At age 24, Jimmy’s goalkeeping skills earned him a contract offer with Harrison FC of the American Soccer League. Hoping to compete in the Olympics, he joined the pro league as an amateur, refusing a paycheck, and posting 14 victories in 23 games. In 1923–24, Jimmy played for Newark FC and was selected for the national team.
At the 1924 Olympics in Paris, Jimmy started in the team’s opening match against Estonia. He was perfect in goal, making several good saves in a 1–0 victory and was named MVP of the game. Andy Straden scored the only goal of the match, which drew a crowd of 10,000. Four days later twice as many fans showed up to watch the U.S. take on Uruguay. They eventual gold medalists disposed of the Americans 3–0. After the tournament the team traveled to Poland and Ireland for friendly matches, winning the first 3–2 and losing the second 3–1 I Dublin. In 1925, he sparkled in anotherinternational match, shutting out Canada in Montreal.
In 1925–26, Jimmy triggered a controversy when he moved over to the New York Giants soccer club. The ASL maintained he was still property of Newark. The Giants forfeited several victories because of the decision. Jimmy moved north to play for the Falll River Marksmen in 1926–27. Over the next few years he also suited up for the Philadelphia, Brooklyn and New York entries in the ASL.

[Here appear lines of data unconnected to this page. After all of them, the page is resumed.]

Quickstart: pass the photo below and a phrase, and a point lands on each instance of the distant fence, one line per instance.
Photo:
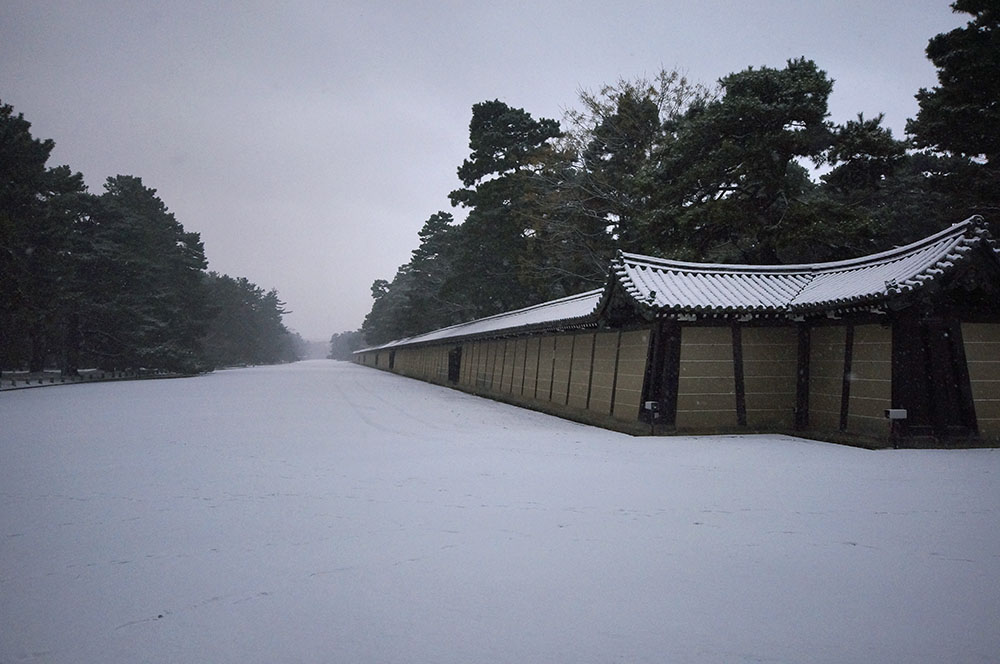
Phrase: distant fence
(20, 381)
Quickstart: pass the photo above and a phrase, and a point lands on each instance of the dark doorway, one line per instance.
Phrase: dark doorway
(930, 378)
(454, 364)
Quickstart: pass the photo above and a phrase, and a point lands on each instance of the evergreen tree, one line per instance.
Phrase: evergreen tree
(959, 118)
(145, 303)
(729, 183)
(503, 191)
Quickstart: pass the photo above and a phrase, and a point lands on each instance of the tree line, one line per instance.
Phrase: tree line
(748, 171)
(113, 280)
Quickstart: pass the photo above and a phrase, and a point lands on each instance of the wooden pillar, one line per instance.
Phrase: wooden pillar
(738, 379)
(802, 379)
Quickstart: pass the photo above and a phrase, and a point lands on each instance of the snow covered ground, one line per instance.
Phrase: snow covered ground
(323, 512)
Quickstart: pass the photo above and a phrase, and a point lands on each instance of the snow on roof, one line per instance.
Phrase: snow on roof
(660, 285)
(657, 286)
(567, 311)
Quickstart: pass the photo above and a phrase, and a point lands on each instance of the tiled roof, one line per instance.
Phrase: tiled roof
(568, 312)
(660, 286)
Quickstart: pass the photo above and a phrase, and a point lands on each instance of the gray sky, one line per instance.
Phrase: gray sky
(308, 141)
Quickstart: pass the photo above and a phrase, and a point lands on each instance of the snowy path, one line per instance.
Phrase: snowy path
(322, 512)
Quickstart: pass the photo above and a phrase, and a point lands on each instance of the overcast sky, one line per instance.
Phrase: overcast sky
(308, 141)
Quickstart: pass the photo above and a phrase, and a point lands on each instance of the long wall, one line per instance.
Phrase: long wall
(727, 378)
(596, 372)
(982, 352)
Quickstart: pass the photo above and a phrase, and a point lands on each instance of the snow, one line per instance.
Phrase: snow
(325, 512)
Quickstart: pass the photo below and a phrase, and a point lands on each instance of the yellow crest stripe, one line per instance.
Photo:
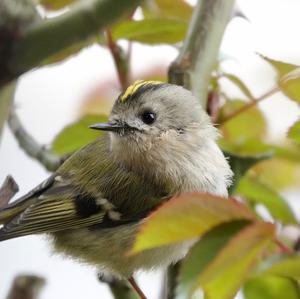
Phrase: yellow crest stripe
(135, 87)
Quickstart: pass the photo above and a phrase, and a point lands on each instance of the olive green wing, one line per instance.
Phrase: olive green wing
(89, 189)
(57, 208)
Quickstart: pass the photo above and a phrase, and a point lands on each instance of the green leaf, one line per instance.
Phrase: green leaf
(240, 84)
(287, 266)
(231, 252)
(55, 4)
(254, 189)
(282, 68)
(151, 31)
(290, 85)
(240, 164)
(288, 78)
(203, 253)
(280, 173)
(236, 259)
(77, 135)
(245, 126)
(73, 50)
(170, 9)
(271, 287)
(188, 216)
(294, 132)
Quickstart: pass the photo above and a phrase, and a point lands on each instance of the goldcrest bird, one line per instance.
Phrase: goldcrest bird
(159, 143)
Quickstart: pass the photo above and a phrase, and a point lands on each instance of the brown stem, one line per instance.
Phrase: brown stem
(31, 146)
(8, 189)
(250, 104)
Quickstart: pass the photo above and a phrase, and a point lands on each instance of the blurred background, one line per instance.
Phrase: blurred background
(52, 97)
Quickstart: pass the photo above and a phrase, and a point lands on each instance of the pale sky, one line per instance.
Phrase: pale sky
(47, 99)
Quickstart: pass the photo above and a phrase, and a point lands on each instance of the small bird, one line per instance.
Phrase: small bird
(159, 143)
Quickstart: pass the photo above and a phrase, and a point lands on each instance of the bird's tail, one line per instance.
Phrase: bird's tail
(13, 209)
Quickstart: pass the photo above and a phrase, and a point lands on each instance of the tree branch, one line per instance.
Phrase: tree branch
(121, 61)
(8, 189)
(194, 65)
(250, 105)
(26, 48)
(196, 60)
(31, 146)
(6, 96)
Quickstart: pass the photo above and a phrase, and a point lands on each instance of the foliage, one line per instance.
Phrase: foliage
(235, 246)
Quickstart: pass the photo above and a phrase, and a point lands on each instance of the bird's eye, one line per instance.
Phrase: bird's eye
(148, 117)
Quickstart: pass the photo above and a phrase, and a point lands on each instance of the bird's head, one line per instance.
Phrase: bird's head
(152, 116)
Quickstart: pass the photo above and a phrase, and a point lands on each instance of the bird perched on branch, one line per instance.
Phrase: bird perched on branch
(160, 143)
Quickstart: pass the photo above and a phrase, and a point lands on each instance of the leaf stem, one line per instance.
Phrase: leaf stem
(31, 146)
(197, 58)
(43, 38)
(120, 60)
(250, 104)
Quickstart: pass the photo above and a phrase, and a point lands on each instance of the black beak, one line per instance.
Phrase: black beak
(113, 127)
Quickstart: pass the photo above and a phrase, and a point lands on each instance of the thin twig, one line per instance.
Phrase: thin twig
(27, 47)
(8, 189)
(31, 146)
(197, 58)
(249, 105)
(120, 60)
(194, 65)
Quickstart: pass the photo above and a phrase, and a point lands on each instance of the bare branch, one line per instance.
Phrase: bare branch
(251, 104)
(196, 60)
(31, 146)
(27, 47)
(6, 98)
(8, 189)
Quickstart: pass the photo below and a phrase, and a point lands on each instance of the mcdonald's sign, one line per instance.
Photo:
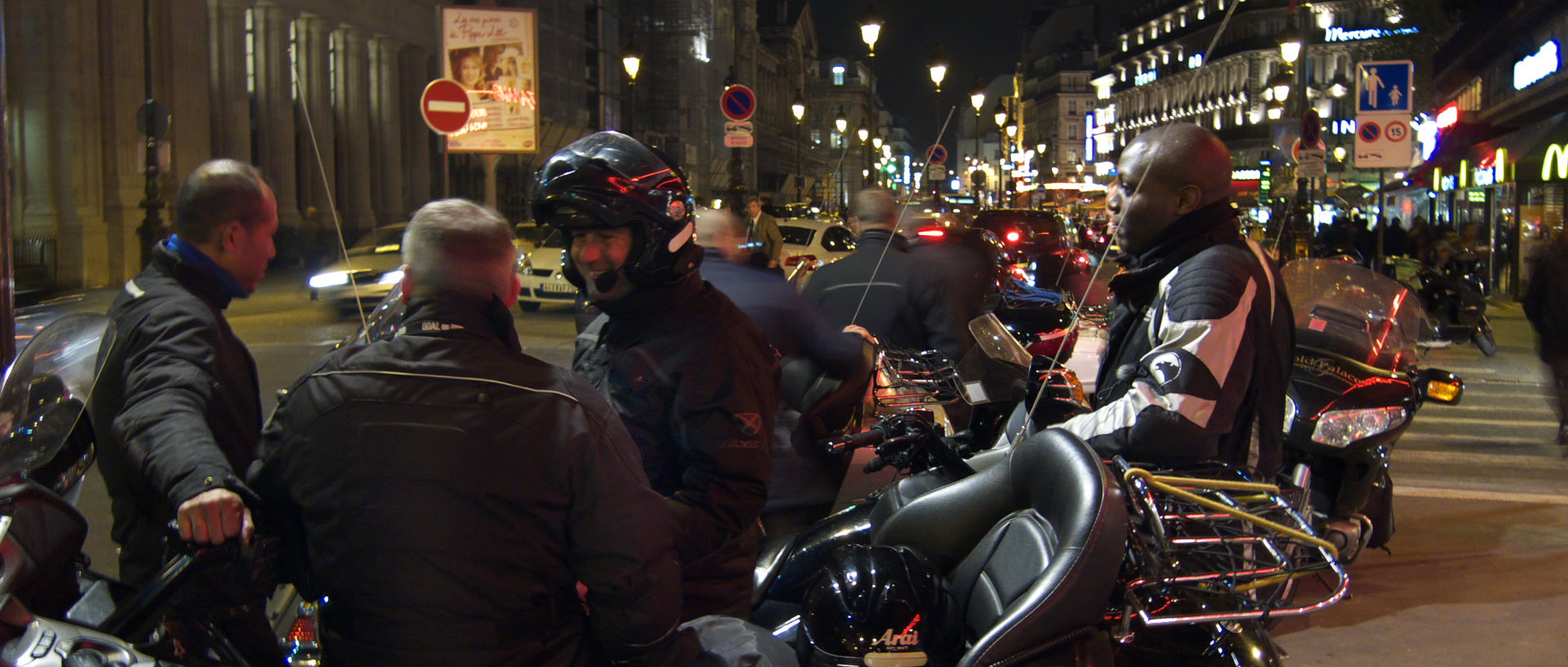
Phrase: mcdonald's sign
(1556, 153)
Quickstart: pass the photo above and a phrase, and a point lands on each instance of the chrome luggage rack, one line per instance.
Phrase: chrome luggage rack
(1211, 545)
(906, 378)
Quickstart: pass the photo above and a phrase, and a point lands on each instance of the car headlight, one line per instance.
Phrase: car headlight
(330, 279)
(1341, 428)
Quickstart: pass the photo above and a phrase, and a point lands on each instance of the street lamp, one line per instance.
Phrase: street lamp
(799, 109)
(938, 66)
(871, 27)
(632, 60)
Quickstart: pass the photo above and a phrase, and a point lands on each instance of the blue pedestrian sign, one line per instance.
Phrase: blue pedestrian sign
(1383, 85)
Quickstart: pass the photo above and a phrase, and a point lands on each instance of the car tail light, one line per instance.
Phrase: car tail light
(808, 260)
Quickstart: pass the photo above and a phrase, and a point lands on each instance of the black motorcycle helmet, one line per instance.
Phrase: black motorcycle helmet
(877, 605)
(608, 180)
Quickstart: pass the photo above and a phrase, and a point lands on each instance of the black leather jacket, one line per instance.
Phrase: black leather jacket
(176, 409)
(1198, 351)
(448, 491)
(697, 385)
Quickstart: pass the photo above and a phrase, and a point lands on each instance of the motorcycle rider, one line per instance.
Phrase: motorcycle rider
(446, 492)
(687, 371)
(1200, 345)
(882, 287)
(177, 401)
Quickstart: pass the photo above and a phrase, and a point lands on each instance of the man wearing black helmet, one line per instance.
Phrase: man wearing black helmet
(690, 376)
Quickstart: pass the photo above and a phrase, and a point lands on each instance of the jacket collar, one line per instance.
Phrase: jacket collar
(458, 317)
(196, 279)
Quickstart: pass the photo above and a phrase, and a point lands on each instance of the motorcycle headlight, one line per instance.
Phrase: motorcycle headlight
(1341, 428)
(330, 279)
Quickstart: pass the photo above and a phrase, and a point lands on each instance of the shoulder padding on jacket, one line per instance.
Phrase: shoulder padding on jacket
(1211, 284)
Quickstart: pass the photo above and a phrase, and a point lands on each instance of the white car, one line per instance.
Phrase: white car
(540, 273)
(369, 273)
(811, 245)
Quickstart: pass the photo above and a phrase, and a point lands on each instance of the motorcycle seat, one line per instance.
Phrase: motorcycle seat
(1031, 549)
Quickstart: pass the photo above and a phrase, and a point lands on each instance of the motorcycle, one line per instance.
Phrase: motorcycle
(1455, 305)
(1353, 390)
(54, 608)
(1041, 552)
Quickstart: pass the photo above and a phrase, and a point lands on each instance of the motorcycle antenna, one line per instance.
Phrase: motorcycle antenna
(1116, 225)
(327, 189)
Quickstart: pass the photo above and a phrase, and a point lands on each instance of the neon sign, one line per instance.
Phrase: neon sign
(1341, 35)
(1537, 66)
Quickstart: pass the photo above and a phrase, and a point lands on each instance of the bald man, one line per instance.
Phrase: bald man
(1198, 346)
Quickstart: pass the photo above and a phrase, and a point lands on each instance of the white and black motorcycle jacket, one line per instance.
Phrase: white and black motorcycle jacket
(1198, 351)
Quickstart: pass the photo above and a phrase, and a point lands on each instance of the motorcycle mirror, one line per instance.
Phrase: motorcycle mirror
(1441, 385)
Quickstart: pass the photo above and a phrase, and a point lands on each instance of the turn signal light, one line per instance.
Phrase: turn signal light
(1443, 390)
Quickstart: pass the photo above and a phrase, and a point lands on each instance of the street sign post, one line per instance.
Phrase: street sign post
(1383, 107)
(737, 102)
(444, 105)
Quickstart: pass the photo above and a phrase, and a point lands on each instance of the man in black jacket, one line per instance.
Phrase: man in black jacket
(448, 492)
(177, 402)
(1198, 349)
(901, 300)
(686, 370)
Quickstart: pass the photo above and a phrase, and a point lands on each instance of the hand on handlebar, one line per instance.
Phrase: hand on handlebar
(216, 515)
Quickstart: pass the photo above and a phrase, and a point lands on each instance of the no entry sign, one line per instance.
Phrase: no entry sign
(444, 105)
(737, 102)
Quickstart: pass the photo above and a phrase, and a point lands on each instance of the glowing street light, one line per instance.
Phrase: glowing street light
(871, 27)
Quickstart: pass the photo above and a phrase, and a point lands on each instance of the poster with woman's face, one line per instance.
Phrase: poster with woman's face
(494, 56)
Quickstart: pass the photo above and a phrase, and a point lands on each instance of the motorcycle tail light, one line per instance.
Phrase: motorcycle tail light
(1443, 390)
(1341, 428)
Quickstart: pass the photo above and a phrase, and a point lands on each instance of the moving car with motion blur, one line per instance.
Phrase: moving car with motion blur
(811, 245)
(368, 274)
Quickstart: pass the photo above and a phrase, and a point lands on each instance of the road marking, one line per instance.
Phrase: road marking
(1472, 494)
(1470, 420)
(1547, 460)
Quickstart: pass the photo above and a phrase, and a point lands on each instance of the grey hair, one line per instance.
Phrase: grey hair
(460, 247)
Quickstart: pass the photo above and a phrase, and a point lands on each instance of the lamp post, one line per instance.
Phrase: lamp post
(632, 60)
(938, 68)
(843, 122)
(871, 27)
(799, 110)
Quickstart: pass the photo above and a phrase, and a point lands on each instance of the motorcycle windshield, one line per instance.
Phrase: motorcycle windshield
(1352, 312)
(47, 387)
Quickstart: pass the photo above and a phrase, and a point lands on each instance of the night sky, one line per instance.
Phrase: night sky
(980, 38)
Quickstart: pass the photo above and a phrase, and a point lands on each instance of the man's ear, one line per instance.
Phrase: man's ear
(1189, 199)
(407, 284)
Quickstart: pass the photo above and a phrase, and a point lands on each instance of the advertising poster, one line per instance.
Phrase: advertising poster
(494, 56)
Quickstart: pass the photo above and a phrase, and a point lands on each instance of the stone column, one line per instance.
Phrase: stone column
(417, 140)
(231, 109)
(352, 110)
(386, 122)
(274, 116)
(317, 148)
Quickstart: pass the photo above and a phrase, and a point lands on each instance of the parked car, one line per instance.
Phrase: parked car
(369, 273)
(811, 245)
(540, 273)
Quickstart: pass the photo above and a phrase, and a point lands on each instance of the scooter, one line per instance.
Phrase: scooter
(1355, 387)
(1041, 552)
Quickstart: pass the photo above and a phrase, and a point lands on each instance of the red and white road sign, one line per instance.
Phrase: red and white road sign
(446, 105)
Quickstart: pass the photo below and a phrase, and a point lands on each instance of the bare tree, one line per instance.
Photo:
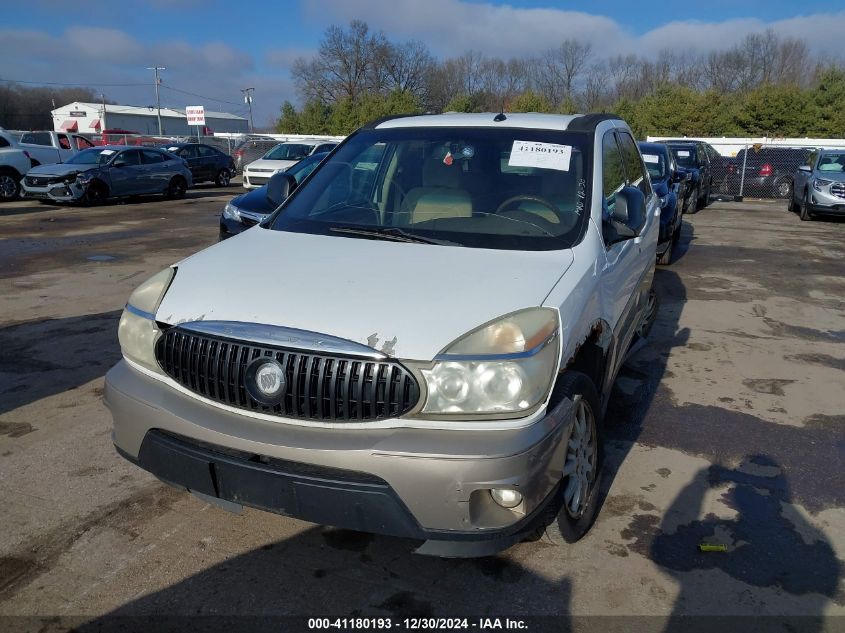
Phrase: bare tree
(346, 65)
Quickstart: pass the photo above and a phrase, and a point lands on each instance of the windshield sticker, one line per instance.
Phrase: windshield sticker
(541, 155)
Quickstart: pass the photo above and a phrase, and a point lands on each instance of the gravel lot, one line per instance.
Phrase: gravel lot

Jimmy competed for the U.S. in the first World Cup in Uruguay. He held Belgium and Paraguay scoreless in the first two matches, leading the team into the semifinals. His shutout of Belgium was the first in World Cup history. Four minutes into the semifinal, Jimmy twisted his knee. No subs were allowed at the time, and as more American players were hobbled by injury, Argentine took advantage to score a 6–1 win. His final game for the U.S. team came on the way home, in Brazil.
Jimmy played one more year of pro soccer in New York before retiring. In 1953, Jimmy was inducted into the National Soccer Hall of Fame. He passed away in Pt. Pleasant at the age of 74.